All three episodes thus far this season have spoken to larger social and personal anxieties, especially about women in politics. First we saw Leslie going to Washington and discovering that being a small fish in a large pond can be a very disorienting experience; enthralled with the magic of the capital, she also saw its darker side and discovered that being a city council member from a small town doesn’t open many doors for you.
At a party, she struggles with a parade of ‘tall women’ whom she finds intimidating for their glossy sleekness, convincing herself that Ben can’t possibly want to continue dating her when he has so many beautiful, and powerful, women to choose from instead. Even an introduction to Barbara Boxer and Olympia Snowe can’t cheer her up as she starts to sink deep into a power-induced depression which is only cemented when she can’t get a meeting with someone from the Department of the Interior.
And how about those women Senators? Boxer has a bit of a history of appearing as herself on various television shows, which shows that Babs has a sense of humour when it comes to media. It helps when it’s not an election year for you, so appearing in a half-hour comedy isn’t likely to jeopardise your campaign. Boxer and Snowe were only on screen for a minute, but the real talent was John McCain bumbling in the coat room; the man has a rare comedic flair that’s actually pretty entertaining and he might want to consider an alternate career when he’s done with the Senate.
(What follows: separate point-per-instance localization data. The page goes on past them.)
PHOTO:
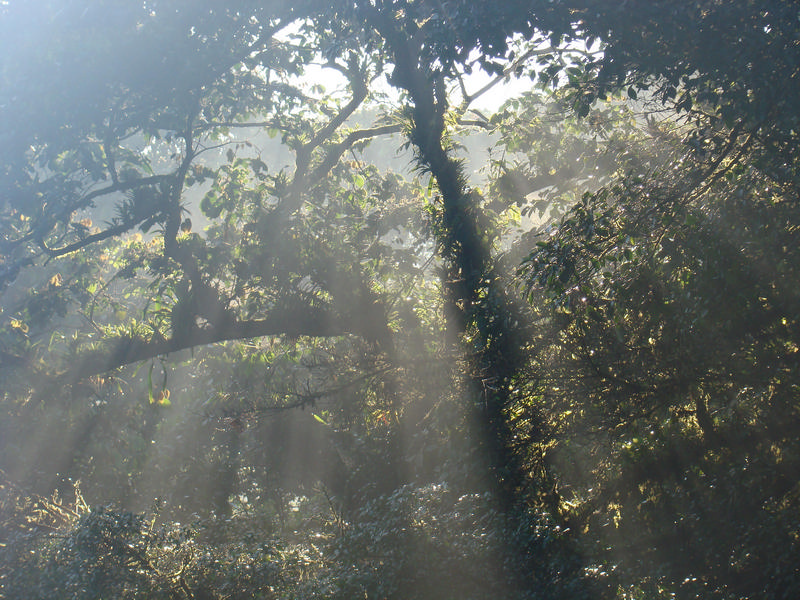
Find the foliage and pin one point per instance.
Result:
(217, 291)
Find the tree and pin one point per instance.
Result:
(211, 214)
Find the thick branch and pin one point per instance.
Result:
(293, 322)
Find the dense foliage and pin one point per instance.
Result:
(285, 312)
In ‘Soda Tax,’ Leslie takes on something that’s been occupying the media this year: regressive taxes on sodas, allegedly designed to curb the ‘obesity epidemic.’ The episode ends up being a partial sendup of ‘obesity epidemic’ reporting, complete with dramatic shots of headless fatties, but it ended up falling slightly flat if it was meant to be a parody; it was a bit hard to tell what the writers were trying to make fun of, at times.
Were they mocking large drinks? Fat people? Ridiculous taxes targeting specific foods as sinful while ignoring larger structural issues? Parks and Recreation sometimes misses the mark when it comes to commenting on issues like this—or perhaps I’m missing the mark as a viewer with my own reads and interpretations in mind. For a show that tends to be very popular among progressives, and one that primarily focuses on simultaneously mocking and celebrating local government, it sometimes seems unsure of itself, not fully committed to comedic statements and thus doomed to confusion.
‘How a Bill Becomes a Law’ took us to backroom dealings and manipulations as Leslie struggled to pass a seemingly simple bill, illustrating the absurdity of government even at a low level. Along the way, she encountered the obstacles common to so many female politicians; sexism oozed from the pores of all the male councilmembers she interacted with in her quest for votes as they tried to muscle her around.
Here, the writers excelled at keeping things funny, but actually embedding some hard comments between the laughs. When they’re on, they’re on, which explains why Parks and Recreation has so many loyal fans, and is particularly popular among feminists. It can crackle with the best of them when it comes to sending up social attitudes in a way that’s subtle, rather than clonking you over the head with the issues it wants to challenge, and the actors take it on with zest. Being able to make people laugh while you deconstruct their culture is not always easy.
The best part of this episode was definitely a guest appearance by Lucy Lawless as a harried single mom who just wants a pothole in front of her house fixed. Ron comes to the rescue, and gets roped into playing princess with her daughters, undermining his sense of security in his masculinity. Seeing him perched at a play table with his face covered in rouge and then watching him being asked to dinner was an interesting comment on masculinity, and if their relationship is followed up on in subsequent episodes it has the potential to be another entry in the school’s long history of strong women defying cultural norms.
If the show can hit it like it did with ‘How A Bill Becomes a Law,’ this should be a strong, funny, and entertaining season. If it continues to be uneven, though, it may have trouble holding on to viewers; the tight half hour comedy format leaves surprising room for innovation and play, but it’s also easy to turn away from if viewers find themselves getting frustrated. Can Parks and Recreation stay fresh in its fifth season, or has it said all it can say?